M. Dominique Braye. Je demande la parole.
M. le président. La parole est à M. Braye.
M. Dominique Braye. Vous imaginez bien, monsieur le secrétaire d'Etat, que votre réponse ne peut me satisfaire puisque, de toute façon, vous n'avez apporté aucun élément nouveau.
Je souhaite vous répondre plusieurs choses.
Tout d'abord, j'avais bien compris - je l'ai d'ailleurs indiqué dans ma question - que l'argument avancé par les collectivités locales qui ne rénovent pas leurs installations était bien de ne pas en répercuter le coût sur les contribuables ou les usagers, et donc de ne pas imposer de nouvelles charges à ces derniers. De toute façon, tous les élus, ici, savent bien que le prix de plus en plus insupportable de l'eau tient non pas tant à l'eau prélevée qu'à l'addition des taxes.
Par ailleurs, si je suis tout à fait d'accord pour considérer qu'il ne faut pas remettre en cause ni même diminuer les crédits affectés à l'EPIC Voies navigables de France, je ne comprends cependant pas que, en tant que membre du Gouvernement, vous n'ayez pas plus le souci de l'équité, et donc d'une juste répartition de la taxe entre les collectivités locales, cette taxe devant, à mon avis, porter d'abord sur les collectivités locales qui rejettent réellement de gros volumes d'eau ou de l'eau de mauvaise qualité, plutôt que sur celles qui ont mis en place des installations nouvelles et, préjugeant l'avenir, des canalisations importantes, et qui, pour l'instant, ne renvoient dans les fleuves ou les cours d'eau que de petites quantités d'eau. Voilà qui inciterait les collectivités locales à rénover leurs installations !

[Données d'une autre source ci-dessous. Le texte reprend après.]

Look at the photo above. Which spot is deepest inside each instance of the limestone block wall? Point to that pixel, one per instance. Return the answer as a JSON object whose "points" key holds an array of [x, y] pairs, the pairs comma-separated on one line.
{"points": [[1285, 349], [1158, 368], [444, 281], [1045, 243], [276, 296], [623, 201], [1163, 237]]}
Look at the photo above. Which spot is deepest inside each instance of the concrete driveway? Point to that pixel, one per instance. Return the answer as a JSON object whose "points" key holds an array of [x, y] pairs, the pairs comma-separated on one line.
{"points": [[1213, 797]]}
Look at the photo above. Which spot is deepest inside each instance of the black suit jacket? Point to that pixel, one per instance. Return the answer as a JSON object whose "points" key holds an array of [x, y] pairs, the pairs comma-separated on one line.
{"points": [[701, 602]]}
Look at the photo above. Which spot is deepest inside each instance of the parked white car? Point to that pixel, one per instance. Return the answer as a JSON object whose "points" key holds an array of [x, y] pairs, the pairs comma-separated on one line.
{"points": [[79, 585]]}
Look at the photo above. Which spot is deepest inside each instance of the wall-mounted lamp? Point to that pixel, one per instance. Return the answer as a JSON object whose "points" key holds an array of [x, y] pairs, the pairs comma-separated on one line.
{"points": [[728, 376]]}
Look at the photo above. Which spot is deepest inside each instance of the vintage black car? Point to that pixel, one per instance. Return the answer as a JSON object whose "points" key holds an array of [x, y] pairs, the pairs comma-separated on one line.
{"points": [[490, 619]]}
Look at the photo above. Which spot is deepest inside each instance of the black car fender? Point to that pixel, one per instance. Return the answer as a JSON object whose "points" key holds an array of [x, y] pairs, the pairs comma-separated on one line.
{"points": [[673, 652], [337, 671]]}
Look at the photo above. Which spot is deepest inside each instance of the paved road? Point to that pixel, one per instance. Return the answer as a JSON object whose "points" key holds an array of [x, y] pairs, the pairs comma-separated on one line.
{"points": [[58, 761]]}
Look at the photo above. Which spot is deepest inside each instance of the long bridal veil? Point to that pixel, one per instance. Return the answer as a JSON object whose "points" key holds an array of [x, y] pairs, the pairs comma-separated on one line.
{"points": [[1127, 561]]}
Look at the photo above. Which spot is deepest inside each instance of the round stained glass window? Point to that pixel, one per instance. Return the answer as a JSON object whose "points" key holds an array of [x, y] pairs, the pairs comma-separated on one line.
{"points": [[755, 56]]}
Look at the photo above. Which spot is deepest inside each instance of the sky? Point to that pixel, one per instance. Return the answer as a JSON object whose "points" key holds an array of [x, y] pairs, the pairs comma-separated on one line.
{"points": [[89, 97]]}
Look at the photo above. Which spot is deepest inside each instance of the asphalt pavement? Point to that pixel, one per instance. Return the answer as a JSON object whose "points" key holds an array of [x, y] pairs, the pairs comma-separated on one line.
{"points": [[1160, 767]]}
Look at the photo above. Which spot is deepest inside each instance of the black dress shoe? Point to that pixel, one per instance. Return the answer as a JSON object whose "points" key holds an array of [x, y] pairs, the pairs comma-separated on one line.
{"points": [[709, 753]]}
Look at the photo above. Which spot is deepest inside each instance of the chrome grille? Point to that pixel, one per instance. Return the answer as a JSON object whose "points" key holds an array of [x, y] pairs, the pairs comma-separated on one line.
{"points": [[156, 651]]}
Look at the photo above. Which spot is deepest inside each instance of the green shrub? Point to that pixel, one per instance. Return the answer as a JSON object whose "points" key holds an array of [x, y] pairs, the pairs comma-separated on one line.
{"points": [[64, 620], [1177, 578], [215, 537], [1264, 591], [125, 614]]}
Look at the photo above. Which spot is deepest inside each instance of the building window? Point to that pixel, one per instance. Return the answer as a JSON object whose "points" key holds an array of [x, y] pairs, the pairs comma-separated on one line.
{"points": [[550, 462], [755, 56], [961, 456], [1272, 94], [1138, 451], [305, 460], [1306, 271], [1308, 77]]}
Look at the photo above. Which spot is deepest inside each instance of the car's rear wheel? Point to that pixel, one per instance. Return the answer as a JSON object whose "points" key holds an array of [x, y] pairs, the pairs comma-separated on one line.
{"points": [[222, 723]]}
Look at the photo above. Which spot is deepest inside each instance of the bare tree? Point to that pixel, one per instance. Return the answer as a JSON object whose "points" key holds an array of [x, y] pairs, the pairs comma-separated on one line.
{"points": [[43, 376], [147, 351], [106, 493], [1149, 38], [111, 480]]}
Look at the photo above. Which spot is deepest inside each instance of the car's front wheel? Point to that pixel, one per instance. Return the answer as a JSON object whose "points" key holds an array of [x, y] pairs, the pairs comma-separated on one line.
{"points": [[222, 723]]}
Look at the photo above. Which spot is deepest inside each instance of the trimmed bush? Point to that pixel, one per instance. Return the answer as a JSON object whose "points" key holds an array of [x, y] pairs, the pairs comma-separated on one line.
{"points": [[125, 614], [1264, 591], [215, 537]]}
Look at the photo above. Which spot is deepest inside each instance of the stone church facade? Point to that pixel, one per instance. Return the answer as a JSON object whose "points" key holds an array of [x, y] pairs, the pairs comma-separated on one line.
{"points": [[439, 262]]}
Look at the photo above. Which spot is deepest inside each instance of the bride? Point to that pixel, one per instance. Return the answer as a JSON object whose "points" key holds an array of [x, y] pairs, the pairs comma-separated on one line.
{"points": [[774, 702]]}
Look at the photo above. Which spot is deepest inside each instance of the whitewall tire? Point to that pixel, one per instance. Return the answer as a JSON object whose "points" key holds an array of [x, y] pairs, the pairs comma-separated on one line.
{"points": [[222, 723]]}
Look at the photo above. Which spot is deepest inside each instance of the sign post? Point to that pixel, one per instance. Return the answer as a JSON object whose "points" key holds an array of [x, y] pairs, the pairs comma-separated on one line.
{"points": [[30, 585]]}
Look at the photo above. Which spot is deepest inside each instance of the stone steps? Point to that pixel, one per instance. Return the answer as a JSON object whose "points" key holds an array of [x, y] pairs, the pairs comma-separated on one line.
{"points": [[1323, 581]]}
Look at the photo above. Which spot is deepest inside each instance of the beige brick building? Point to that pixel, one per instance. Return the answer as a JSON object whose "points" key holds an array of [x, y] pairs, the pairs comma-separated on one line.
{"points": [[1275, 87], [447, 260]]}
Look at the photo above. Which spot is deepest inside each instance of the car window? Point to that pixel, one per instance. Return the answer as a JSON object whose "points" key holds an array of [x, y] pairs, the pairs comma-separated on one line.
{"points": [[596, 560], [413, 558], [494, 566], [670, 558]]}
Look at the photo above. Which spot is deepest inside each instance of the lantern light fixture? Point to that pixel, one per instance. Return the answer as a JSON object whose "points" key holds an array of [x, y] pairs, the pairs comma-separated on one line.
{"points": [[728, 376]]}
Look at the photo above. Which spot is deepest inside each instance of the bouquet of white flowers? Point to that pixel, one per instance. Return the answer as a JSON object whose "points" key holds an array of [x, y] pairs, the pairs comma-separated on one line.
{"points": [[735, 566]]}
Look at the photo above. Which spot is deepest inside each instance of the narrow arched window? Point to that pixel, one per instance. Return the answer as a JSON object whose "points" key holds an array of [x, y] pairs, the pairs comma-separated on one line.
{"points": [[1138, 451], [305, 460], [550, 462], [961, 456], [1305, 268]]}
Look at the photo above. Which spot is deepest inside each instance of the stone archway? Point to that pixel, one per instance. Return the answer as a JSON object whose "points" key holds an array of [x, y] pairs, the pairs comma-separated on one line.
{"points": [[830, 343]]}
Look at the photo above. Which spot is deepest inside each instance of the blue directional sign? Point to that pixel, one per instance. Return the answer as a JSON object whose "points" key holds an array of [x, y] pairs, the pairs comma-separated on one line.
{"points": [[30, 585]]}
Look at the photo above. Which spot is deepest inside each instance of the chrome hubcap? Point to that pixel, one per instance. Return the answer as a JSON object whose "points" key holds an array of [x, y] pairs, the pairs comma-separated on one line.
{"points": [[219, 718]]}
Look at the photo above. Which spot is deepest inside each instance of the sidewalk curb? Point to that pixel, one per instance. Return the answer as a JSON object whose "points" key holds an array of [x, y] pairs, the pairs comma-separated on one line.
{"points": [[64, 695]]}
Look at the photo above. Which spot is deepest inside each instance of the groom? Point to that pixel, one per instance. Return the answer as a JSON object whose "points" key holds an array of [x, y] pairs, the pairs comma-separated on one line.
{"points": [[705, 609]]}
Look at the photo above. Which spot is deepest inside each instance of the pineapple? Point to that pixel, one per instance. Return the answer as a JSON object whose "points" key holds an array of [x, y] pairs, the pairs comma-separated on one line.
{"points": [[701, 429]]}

Pour ma part, je suis en train d'étudier, pour la collectivité que j'administre, la possibilité de faire poser au bout des canalisations allant à la Seine des réducteurs, afin d'adapter aux besoins le calibre des canalisations et donc le potentiel de rejet des conduites, potentiel auquel est liée la taxe !
On en arrive ainsi à des situations ubuesques, voire imbéciles, puisque, de toute façon, le système de calcul de cette taxe - et cela n'est contesté par personne ! - est inéquitable, injuste et va à l'encontre de l'objectif recherché.
Je dirai une dernière chose, monsieur le secrétaire d'Etat : il n'y a aucun problème technique pour calculer les volumes rejetables dans les voies navigables. Envoyez-nous des membres de vos services pour que nous leur expliquions et que nous leur montrions sur le terrain comme on les calcule ! Personnellement, je déclare régulièrement, pour la collectivité que j'administre, des volumes précis. Et mon collègue des Mureaux, qui a mis en place une station d'épuration très moderne, est capable de dire qu'il renvoie 3,4 millions de mètres cubes par an, volume qui n'est contesté par aucun des services de l'Etat. C'est donc un faux argument que de mettre en avant la difficulté de mesurer le volume d'eau rejeté.
De toute façon, monsieur le secrétaire d'Etat, votre réponse non seulement ne satisfera pas les élus de la vallée de la Seine qui ont construit des installations d'une capacité supérieure à leurs besoins actuels, mais, de plus, elle n'incitera pas les collectivités voisines des nôtres à se mettre aux normes. En effet, si elles tardent à le faire, c'est en avançant l'argument que, cette taxe étant de toute façon mauvaise, ils épargnent ainsi à leurs contribuables des impôts inéquitables, qui sont toujours trop lourds, même si vous, vous les estimez trop légers, monsieur le secrétaire d'Etat !
M. le président. L'ordre du jour de ce matin étant épuisé, nous allons interrompre nos travaux ; nous les reprendrons à seize heures.
La séance est suspendue.
(La séance, suspendue à onze heures cinquante-cinq, est reprise à seize heures, sous la présidence de M. Jean-Claude Gaudin.)